C'est alors que le COVID-19 a frappé et que les projets de voyage ont été réduits à néant.

On voit ici le marché de la camelote du Down Town East Side de Vancouver, quelques jours avant que la crise du COVID-19 ne frappe le Canada.

COVID-19 semble avoir agi comme un accélérateur de particules - un terme que j'emprunte au sociologue de l'université de New York Eric Klinenberg, qui a utilisé pour la première fois cette analogie pour décrire la façon dont la canicule de 1995 à Chicago a révélé tous les dysfonctionnements des quartiers qui existaient avant ce mois de juillet, rendant les quartiers mal conçus et manquant de ressources beaucoup plus vulnérables que d'autres. Nous constatons la même chose dans nos quartiers urbains au Canada, ici en 2020. Là où la densité a été imposée sans équipements publics adéquats, créant des bâtiments isolés et souvent surpeuplés, les impacts de COVID - et des ordres de rester à la maison - ont été dévastateurs. De même, les systèmes d'hébergement de nos villes, les sites de consommation en toute sécurité, les banques alimentaires - rien de tout cela ne s'est avéré adéquat pour fournir ces services essentiels de manière sûre et socialement distanciée. Victoria a déplacé ses opérations de soutien dans les parcs municipaux ; les abris de Toronto dans les arènes sportives ; les parkings des bibliothèques publiques sont maintenant des dépôts de banques alimentaires (avec des bibliothécaires qui approvisionnent les étagères des garde-manger).

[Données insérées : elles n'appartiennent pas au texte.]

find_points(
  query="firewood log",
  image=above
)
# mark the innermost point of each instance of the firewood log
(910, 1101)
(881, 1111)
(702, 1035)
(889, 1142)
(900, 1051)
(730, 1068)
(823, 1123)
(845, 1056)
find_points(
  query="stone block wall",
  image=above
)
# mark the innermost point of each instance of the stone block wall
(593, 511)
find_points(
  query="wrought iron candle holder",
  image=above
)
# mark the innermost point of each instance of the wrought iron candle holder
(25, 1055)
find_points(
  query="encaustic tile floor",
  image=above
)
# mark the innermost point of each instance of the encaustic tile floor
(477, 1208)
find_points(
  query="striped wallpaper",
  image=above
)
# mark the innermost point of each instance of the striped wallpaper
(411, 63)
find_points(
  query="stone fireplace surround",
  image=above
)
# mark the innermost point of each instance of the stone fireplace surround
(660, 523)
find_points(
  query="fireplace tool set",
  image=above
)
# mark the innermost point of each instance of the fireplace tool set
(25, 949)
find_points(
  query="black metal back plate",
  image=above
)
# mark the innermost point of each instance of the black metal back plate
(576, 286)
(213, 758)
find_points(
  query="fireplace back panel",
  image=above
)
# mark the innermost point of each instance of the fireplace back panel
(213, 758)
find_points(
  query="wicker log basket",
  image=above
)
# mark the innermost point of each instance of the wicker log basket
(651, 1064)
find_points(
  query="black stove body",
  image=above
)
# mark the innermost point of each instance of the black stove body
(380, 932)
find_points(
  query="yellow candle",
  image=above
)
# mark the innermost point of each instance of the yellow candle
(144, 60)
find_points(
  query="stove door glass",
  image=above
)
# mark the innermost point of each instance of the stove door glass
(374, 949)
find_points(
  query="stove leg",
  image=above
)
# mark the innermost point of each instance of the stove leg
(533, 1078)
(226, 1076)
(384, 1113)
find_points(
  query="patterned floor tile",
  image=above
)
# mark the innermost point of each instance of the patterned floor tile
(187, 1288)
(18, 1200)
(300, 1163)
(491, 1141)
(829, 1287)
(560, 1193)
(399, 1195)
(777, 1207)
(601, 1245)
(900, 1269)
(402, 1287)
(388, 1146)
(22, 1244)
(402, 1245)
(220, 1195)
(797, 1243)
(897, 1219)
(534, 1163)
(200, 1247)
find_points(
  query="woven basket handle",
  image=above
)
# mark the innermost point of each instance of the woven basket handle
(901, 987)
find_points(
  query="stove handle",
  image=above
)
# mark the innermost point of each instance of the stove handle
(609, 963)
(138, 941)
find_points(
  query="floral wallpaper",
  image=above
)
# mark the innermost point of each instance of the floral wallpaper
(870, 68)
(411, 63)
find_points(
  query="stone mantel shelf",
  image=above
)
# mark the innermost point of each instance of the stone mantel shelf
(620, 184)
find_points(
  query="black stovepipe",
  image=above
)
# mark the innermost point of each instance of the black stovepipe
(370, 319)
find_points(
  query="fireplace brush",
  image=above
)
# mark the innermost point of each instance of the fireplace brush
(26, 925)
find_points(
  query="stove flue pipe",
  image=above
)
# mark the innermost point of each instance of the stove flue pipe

Au cours de la conférence COVID, nous avons créé trois plates-formes en direct pour développer notre tissu conjonctif et créer un récit dynamique : www.citywatchcanada.ca, www.citysharecanada.ca et www.citytalkcanada.ca. Ces plateformes sont alimentées quotidiennement par des centaines de partenaires et de bénévoles. C'est la proposition de valeur du tissu conjonctif : il raconte le bon (à quel point les gouvernements locaux et les communautés ingénieuses ont été réceptifs), le mauvais (les zones où les ressources manquent cruellement et où la planification et la conception ont totalement échoué) et le laid (l'intensité des insuffisances sous-jacentes dans de très nombreux domaines). Je pense que le défi le plus profond pour tous ceux d'entre nous qui travaillent dans le domaine de l'urbanisme à travers et après COVID est le suivant : maintenant que nous avons vu comment nos villes fonctionnent vraiment dans leur état le plus vulnérable, quelle excuse possible avons-nous pour ne pas nous engager exclusivement à les réparer ?

Mary W. Rowe est directrice générale de l'Institut urbain du Canada.